CD1d-restricted type II NKT cells are sufficient for the down regulation of immunosurveilance against a nonregressor syngeneic colon carcinoma

2006 
Proc Amer Assoc Cancer Res, Volume 47, 2006 4879 Despite the progress in understanding tumor immunosurveillance and advances in tumor immunotherapy, therapeutic immunity to cancer is still not an established modality of treatment. One of the reasons for the failure of antitumor immune response is the existence of mechanisms for tumor tolerance. In this context, different T cell subsets with suppressive function have been described, as the widely studied CD4+CD25+ T regulatory (Treg) cell.
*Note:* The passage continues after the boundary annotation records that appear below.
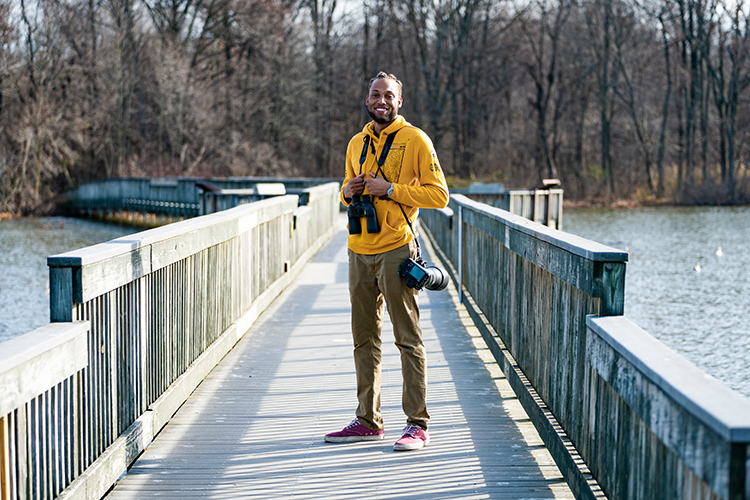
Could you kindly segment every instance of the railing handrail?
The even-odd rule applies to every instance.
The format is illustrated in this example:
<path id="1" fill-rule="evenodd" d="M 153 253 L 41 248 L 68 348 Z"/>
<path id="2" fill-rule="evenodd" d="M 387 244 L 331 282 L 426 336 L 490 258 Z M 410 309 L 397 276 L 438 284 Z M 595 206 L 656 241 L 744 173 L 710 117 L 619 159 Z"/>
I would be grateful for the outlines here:
<path id="1" fill-rule="evenodd" d="M 86 367 L 88 331 L 88 321 L 51 323 L 3 342 L 0 417 Z"/>
<path id="2" fill-rule="evenodd" d="M 618 250 L 616 248 L 597 243 L 586 238 L 581 238 L 570 233 L 564 233 L 556 229 L 549 228 L 543 224 L 531 221 L 520 215 L 512 214 L 506 210 L 500 208 L 491 207 L 485 203 L 474 201 L 464 195 L 456 194 L 451 195 L 451 198 L 455 202 L 463 207 L 472 208 L 482 212 L 492 218 L 494 221 L 508 226 L 516 231 L 527 234 L 539 241 L 544 241 L 552 246 L 566 250 L 573 255 L 578 255 L 584 259 L 588 259 L 594 262 L 627 262 L 628 253 Z M 485 231 L 486 232 L 486 231 Z M 494 233 L 494 234 L 492 234 Z M 506 235 L 497 234 L 497 231 L 488 233 L 491 236 L 495 236 L 499 241 L 504 242 L 505 246 L 510 250 L 520 250 L 515 242 L 511 239 L 506 239 Z M 515 248 L 514 248 L 515 247 Z M 516 251 L 516 253 L 519 253 Z M 539 260 L 536 260 L 534 255 L 529 255 L 532 262 L 540 264 Z"/>

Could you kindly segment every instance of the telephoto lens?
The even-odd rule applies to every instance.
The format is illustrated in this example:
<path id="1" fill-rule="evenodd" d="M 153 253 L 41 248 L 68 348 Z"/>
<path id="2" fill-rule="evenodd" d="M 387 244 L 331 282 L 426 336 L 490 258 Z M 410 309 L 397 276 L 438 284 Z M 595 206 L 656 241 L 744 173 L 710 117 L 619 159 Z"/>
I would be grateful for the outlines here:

Another cell reported to suppress anti-tumor immune responses is the CD1d-restricted natural killer (NK) T cell. Our laboratory previously demonstrated the role of suppressive CD4+ CD1d-dependent CD4+ NKT cells both in an immunogenic regressor tumor model and in a nontransfected, nonregressor, syngeneic tumor model, the lung metastases of the CT26 colon carcinoma. The existence of suppressive NKT cells in the CT26 tumor model is confirmed by the observation that both CD4+ T cell-depleted mice and CD1d KO mice, which lack CD1d-restricted NKT cells, were significantly resistant to lung metastases. In the same tumor model, we have now excluded an additional suppressive role of the Treg cell, as the depletion of Treg cells did not protect the mice from tumor growth. We then investigated whether the regulatory NKT cell is the better characterized Vα14-Jα18+ (type I) NKT cell, whose activation has been shown to be beneficial in a number of tumor models, or is the different and less well characterized non-Vα14-Jα18+ (type II) NKT cell. Although CD1d KO mice were significantly protected from tumor growth, Jα18 KO mice, which lack the type I NKT cell, were not. Moreover, like NKT cell-intact wild type mice, but unlike CD1d KO mice, Jα18 KO mice do not have any tumor antigen-specific lytic activity in vivo. These results indicate that type II NKT cells, in the absence of type I NKT cells, are sufficient for the down regulation of the immunosurveillance and the cytotoxic immune response against the CT26 tumor. Taken together all the observations suggest that the immunosuppressive CD4+ NKT cell is the type II NKT cell. As confirmation of this conclusion, CD4+ T cell-depleted Jα18 KO mice were protected from tumor growth. Finally, these findings may distinguish the different roles of these two NKT cell subsets in the regulation of tumor immunity and resolve an apparent paradox regarding the function of NKT cells in tumor immunology.